Skeeters are as Southern as RC Cola and Moon Pies but does the capital of the New South deserve top billing for the bloodsuckers?
Orkin put out a press release Monday that said its headquarters in Atlanta is well-suited. The city is not only rated high (bad) for traffic, pollen and rats, but it is No. 1 in the nation for the mosquito.
The veteran bug swatter also rated Chicago, Boston, Dallas, Detroit, Houston, Raleigh and Charlotte and Nashville and Washington D.C. in the top 10.
For folks who live here — or in those cities — that may be no surprise. However, an Orkin competitor, Memphis-based Terminix, contends that by a social-media measurement Orkin’s top 10 aren’t even in the top 10.
According to Twitter-based complaints, No. 1 would go to Goodland, Kan., population, 4, 500. No. 2 goes to Safford, Ariz., No. 3 to Bowling Green, Ohio, No. 4 to Petoskey Mich., and No. 5 is Glenwood Springs, Colo., Terminix said.
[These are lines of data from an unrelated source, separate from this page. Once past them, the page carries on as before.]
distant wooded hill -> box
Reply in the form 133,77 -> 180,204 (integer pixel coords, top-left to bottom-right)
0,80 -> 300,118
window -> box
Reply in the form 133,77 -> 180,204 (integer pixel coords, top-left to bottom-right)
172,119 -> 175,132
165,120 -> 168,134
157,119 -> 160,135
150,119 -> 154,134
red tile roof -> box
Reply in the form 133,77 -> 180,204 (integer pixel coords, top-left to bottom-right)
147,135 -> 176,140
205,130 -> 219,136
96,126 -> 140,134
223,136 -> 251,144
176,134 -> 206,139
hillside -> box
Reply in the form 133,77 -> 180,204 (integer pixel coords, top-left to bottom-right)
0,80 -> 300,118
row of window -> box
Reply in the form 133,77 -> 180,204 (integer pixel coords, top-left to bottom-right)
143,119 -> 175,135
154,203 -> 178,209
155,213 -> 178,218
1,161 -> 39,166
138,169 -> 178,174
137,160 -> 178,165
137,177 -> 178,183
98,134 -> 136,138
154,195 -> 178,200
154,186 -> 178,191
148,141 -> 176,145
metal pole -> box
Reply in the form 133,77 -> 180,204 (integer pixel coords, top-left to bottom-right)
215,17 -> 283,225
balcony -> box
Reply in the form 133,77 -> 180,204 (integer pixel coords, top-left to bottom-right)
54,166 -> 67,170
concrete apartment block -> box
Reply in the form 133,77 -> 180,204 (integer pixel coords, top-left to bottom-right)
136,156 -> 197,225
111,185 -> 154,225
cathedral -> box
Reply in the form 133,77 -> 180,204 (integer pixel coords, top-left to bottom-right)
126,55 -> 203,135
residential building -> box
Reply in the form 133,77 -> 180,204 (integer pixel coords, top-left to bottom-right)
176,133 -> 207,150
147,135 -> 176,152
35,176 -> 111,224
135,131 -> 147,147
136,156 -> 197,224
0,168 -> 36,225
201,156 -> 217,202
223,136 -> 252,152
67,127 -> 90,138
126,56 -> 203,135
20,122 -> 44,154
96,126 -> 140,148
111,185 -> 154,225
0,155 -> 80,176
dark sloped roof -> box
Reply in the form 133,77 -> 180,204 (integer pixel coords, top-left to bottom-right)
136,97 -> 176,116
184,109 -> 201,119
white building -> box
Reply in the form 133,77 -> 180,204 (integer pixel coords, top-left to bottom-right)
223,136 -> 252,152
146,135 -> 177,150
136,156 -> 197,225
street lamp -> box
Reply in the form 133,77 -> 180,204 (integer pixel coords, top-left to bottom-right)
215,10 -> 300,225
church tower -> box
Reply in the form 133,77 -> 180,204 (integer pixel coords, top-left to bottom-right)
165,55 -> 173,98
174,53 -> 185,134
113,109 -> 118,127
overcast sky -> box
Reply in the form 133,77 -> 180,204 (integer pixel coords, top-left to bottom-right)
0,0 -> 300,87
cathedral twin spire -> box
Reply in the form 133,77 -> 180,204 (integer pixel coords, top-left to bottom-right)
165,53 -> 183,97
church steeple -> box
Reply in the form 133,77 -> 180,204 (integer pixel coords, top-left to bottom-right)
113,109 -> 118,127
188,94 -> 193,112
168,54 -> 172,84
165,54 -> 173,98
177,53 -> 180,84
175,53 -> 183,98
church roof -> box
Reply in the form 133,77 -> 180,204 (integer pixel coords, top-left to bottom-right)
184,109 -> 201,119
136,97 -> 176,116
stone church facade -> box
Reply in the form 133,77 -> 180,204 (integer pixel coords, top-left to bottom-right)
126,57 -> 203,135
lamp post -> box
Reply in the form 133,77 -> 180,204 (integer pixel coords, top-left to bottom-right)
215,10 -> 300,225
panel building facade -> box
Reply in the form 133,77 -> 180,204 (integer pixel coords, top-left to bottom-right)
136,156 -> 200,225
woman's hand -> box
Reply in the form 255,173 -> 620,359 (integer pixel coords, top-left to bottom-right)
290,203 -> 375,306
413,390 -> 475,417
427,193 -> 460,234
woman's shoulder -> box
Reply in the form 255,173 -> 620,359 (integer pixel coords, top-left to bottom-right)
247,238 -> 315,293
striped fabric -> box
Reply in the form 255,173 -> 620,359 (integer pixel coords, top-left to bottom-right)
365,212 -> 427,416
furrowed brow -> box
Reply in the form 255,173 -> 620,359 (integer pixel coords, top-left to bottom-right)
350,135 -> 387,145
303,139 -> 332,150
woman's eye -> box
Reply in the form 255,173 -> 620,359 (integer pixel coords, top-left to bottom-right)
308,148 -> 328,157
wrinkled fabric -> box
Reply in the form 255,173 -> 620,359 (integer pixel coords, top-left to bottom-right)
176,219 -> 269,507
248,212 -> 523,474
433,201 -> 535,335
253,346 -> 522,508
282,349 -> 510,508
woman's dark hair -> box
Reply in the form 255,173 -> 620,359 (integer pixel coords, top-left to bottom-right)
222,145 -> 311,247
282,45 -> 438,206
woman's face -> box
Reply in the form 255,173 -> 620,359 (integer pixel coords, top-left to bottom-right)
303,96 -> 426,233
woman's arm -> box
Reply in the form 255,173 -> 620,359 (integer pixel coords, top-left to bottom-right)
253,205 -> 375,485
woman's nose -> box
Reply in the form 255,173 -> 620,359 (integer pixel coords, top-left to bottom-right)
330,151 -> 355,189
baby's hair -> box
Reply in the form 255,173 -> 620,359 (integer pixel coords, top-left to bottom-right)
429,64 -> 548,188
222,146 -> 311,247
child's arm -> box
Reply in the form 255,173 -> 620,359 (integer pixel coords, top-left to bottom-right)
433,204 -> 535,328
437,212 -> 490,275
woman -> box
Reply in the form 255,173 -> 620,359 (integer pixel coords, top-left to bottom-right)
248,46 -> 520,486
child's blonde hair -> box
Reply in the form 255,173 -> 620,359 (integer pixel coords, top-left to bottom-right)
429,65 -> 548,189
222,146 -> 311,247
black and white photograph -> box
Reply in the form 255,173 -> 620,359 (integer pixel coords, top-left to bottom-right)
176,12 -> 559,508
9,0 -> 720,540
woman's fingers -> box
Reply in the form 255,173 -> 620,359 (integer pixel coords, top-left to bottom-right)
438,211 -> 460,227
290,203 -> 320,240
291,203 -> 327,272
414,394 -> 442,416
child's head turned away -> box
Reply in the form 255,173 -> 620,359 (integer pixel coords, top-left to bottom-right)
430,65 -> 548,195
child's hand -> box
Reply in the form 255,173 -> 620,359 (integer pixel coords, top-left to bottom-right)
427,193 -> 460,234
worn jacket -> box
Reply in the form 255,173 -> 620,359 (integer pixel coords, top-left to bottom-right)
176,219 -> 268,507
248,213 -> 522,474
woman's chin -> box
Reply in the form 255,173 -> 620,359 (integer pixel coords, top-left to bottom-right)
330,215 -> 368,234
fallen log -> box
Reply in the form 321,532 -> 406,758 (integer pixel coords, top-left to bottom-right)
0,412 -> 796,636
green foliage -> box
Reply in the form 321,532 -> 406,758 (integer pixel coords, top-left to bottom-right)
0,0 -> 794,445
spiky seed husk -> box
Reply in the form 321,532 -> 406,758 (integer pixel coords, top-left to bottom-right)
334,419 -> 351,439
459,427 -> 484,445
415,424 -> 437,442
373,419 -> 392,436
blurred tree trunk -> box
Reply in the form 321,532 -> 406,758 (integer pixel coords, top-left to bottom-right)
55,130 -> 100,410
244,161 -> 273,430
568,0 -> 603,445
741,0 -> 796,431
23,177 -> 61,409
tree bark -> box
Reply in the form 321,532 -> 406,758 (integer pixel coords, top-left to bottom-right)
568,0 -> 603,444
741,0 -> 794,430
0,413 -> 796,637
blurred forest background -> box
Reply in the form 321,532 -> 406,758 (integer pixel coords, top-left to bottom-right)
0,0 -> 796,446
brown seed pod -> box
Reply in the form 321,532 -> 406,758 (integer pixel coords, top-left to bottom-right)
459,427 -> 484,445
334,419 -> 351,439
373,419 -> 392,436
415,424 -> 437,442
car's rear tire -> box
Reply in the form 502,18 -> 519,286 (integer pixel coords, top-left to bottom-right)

The only Southern cities on the Terminix list are Myrtle Beach, S.C., at No. 6, Paragould Ark., at No. 9 and London, Ky., at No. 10 — if you consider Kentucky southern.
It could be that Mid-westerners and Westerners, despite their laconic reputations, complain a lot or at least the ones in small towns have a lot of Twitter time on their hands.
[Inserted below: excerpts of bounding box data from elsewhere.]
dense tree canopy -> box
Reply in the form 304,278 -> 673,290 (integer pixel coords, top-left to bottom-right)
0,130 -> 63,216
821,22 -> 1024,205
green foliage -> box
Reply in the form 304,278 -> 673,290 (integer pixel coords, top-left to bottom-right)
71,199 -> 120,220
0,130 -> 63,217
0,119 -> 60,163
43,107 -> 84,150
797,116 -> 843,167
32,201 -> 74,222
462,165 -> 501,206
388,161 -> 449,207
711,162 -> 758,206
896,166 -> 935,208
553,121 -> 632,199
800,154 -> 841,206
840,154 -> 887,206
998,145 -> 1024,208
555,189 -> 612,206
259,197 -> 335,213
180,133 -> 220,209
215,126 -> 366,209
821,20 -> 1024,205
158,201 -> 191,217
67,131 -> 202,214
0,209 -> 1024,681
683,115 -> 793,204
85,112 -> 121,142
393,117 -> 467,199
Terminix said it searched about 200 billion tweets posted in 2014 to determine which United States city or town is most pestered by mosquitoes. Southerners may not see any point in whining about skeeters more than the heat.
Southerners apparently just get down to business. Orkin figured its list based on number of mosquito customers serviced in 2014.
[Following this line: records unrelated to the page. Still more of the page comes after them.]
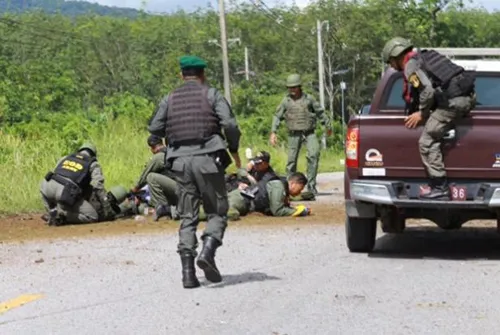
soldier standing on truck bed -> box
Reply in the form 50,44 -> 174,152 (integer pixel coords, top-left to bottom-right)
382,37 -> 476,200
149,56 -> 241,288
269,74 -> 332,195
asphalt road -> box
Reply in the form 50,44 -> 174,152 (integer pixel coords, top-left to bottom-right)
0,173 -> 500,335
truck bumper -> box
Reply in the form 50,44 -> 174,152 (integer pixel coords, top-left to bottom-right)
346,180 -> 500,209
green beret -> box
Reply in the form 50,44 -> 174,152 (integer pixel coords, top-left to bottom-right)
179,56 -> 207,70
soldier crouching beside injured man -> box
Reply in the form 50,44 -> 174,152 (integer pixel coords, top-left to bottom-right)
200,163 -> 311,221
40,143 -> 128,226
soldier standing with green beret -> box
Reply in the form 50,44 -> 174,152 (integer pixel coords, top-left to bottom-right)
149,56 -> 241,288
270,74 -> 331,195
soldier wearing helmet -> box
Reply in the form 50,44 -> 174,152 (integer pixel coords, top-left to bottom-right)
148,56 -> 241,288
40,143 -> 116,226
382,37 -> 476,200
130,135 -> 177,221
269,74 -> 331,195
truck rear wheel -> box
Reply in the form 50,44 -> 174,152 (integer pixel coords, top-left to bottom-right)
345,216 -> 377,252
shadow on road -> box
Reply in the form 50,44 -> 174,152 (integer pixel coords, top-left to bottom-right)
368,227 -> 500,260
203,272 -> 281,288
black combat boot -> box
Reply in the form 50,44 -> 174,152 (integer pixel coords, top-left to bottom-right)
47,208 -> 66,227
153,205 -> 172,221
196,236 -> 222,283
180,252 -> 200,288
420,177 -> 451,200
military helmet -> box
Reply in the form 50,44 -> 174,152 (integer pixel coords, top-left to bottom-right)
78,142 -> 97,156
382,37 -> 413,63
109,185 -> 128,204
286,73 -> 302,87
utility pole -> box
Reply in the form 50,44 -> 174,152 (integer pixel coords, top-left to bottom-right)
316,20 -> 330,149
219,0 -> 231,105
245,47 -> 250,81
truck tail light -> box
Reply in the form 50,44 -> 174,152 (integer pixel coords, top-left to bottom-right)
345,127 -> 359,168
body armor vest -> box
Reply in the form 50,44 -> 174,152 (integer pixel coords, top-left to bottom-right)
413,50 -> 464,90
413,50 -> 475,108
403,51 -> 417,104
253,170 -> 288,213
54,153 -> 96,189
166,81 -> 221,147
285,94 -> 316,131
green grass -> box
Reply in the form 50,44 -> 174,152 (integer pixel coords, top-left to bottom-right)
0,119 -> 342,214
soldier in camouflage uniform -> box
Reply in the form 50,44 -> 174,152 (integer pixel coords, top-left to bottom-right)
229,171 -> 311,220
382,37 -> 476,200
40,143 -> 116,226
130,135 -> 177,221
149,56 -> 241,288
270,74 -> 331,195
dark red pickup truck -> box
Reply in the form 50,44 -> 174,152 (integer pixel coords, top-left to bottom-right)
344,56 -> 500,252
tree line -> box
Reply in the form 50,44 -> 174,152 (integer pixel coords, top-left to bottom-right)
0,0 -> 500,143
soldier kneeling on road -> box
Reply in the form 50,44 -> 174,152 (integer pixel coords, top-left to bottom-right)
40,143 -> 116,226
130,135 -> 178,221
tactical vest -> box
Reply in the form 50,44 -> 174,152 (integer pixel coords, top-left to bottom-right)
414,50 -> 475,108
413,50 -> 464,90
253,171 -> 288,213
403,51 -> 417,104
166,81 -> 221,147
54,152 -> 97,189
285,94 -> 316,131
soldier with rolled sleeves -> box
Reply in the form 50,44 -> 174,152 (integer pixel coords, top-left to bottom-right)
40,143 -> 116,226
382,37 -> 476,200
270,74 -> 331,195
149,56 -> 241,288
130,135 -> 177,221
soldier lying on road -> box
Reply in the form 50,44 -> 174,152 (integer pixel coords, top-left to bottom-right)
200,172 -> 311,221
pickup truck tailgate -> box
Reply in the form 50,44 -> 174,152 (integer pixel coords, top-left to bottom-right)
359,112 -> 500,179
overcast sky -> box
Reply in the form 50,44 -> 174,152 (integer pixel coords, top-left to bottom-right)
89,0 -> 500,12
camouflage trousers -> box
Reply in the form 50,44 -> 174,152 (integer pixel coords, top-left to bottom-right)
418,97 -> 475,178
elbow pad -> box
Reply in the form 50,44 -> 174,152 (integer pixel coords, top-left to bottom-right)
292,205 -> 311,216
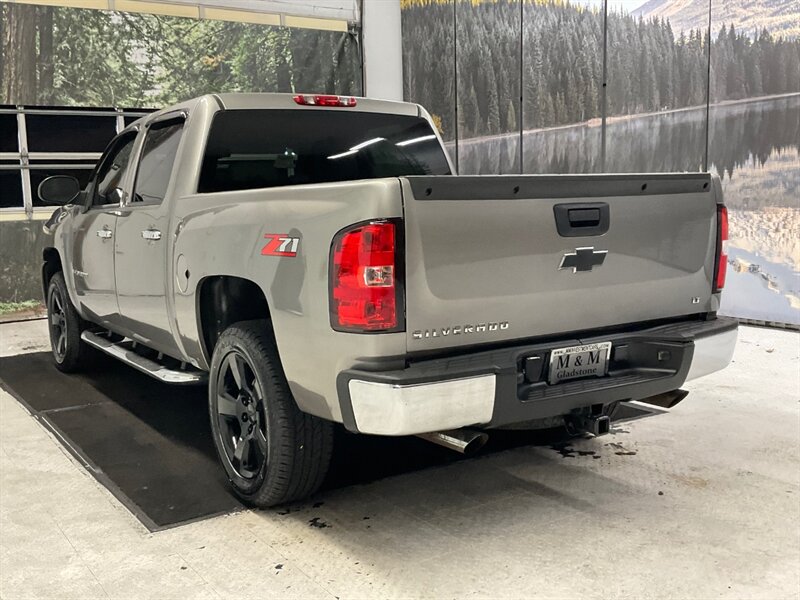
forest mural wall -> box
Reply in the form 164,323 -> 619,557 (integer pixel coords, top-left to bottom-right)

Competition for the mosquito capital aside, mosquitoes can be more than an annoyance. They transmit West Nile virus that cause encephalitis (a swelling of the brain) as well as the newer chikungunya virus, which the Centers for Disease Control upgraded to a “nationally notifiable condition,” this year, Orkin said.
Like with heart worms in dogs, mosquitoes transmit the chikungunya virus by sucking the blood of an infected person — usually someone who has traveled to the Caribbean or another affected area — and then transmitting the virus from that person to other people the bugs feast upon.
Symptoms of chikungunya (pronounced chik-en-gun-ye) include fever, headaches and muscle pain, joint swelling and a rash.
The good news, according to the CDC, is that it usually doesn’t kill you.
The bad news is it can hurt like hell and be disabling.
“So far this year, the more than 70 reported American cases of chikungunya virus occurred in travelers returning from the Caribbean and other affected areas outside the U.S.,” Orkin said. ” In 2014 more than 2,400 cases were reported in travelers and nearly a dozen locally-transmitted cases were reported in Florida.”
And, as Orkin was quick to report, the two mosquito species that spread the chikungunya virus – Asian tiger and yellow fever mosquitoes — are common in the Southeast and parts of the Southwest, which dominate Orkin’s list.
And they feed throughout the day, not just at dusk and dawn.